(From a letter sent via this link at Demand Progress. The “six strikes” system officially started on Monday, February 25, 2013.)
Dear AT&T, Cablevision Systems, Comcast, Time Warner Cable, Verizon, et al.:
I am writing you regarding the “six strikes” anti-copyright-infringement program.
By engaging in this program, you are placing the American economy and the state of abused and psychologically needy individuals in grave danger, as well as dedicating yourself to the causes of cybercriminals and Muslim terrorism.
In your attempt to protect the interests of a few companies, half of which are foreign, un-American companies, you are adopting the policies such as those of Kim Jong Il, Muammar Gaddafi, and Mahmoud Ahmadenijad regarding political censorship of the Internet.

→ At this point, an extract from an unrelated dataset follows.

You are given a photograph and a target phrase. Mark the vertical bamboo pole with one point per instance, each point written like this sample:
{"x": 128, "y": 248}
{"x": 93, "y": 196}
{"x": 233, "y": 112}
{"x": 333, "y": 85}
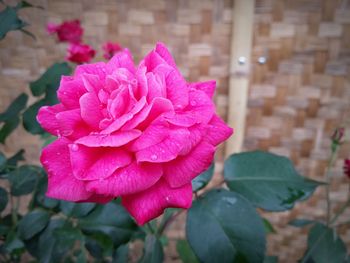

You, as a company, are implicitly showing support for pushing America into the category of terrorist and rogue nations, and by engaging in denial of service attacks (“throttling”, click-through ads, politically biased quizzes) against alleged infringers, you are engaging in the same organized crime practiced by Anonymous and Lulzsec, which you claim you are fighting against.
You are placing yourselves in grave legal danger. Many businesses will be subject to incorrect allegations, employees will be forced to waste time, and you will cause business damage which holds serious legal penalties and may even result in class action lawsuits.
You are also harming nonprofits and churches, including institutions which engage in matters of drug and alcohol abuse, sexual abuse, and child molestation. You are indirectly harming these clients, including sexually abused minors, physically and psychologically.
Once a customer of yours, I cannot purchase any Internet service from you for fear of my financial survival and the legal danger you would be inflicting on my business.
For the legal danger you might have forgotten to consider by participating in this criminal scheme, I suggest you read my syndicated column:
I hope you have the sense of human decency to reconsider this issue.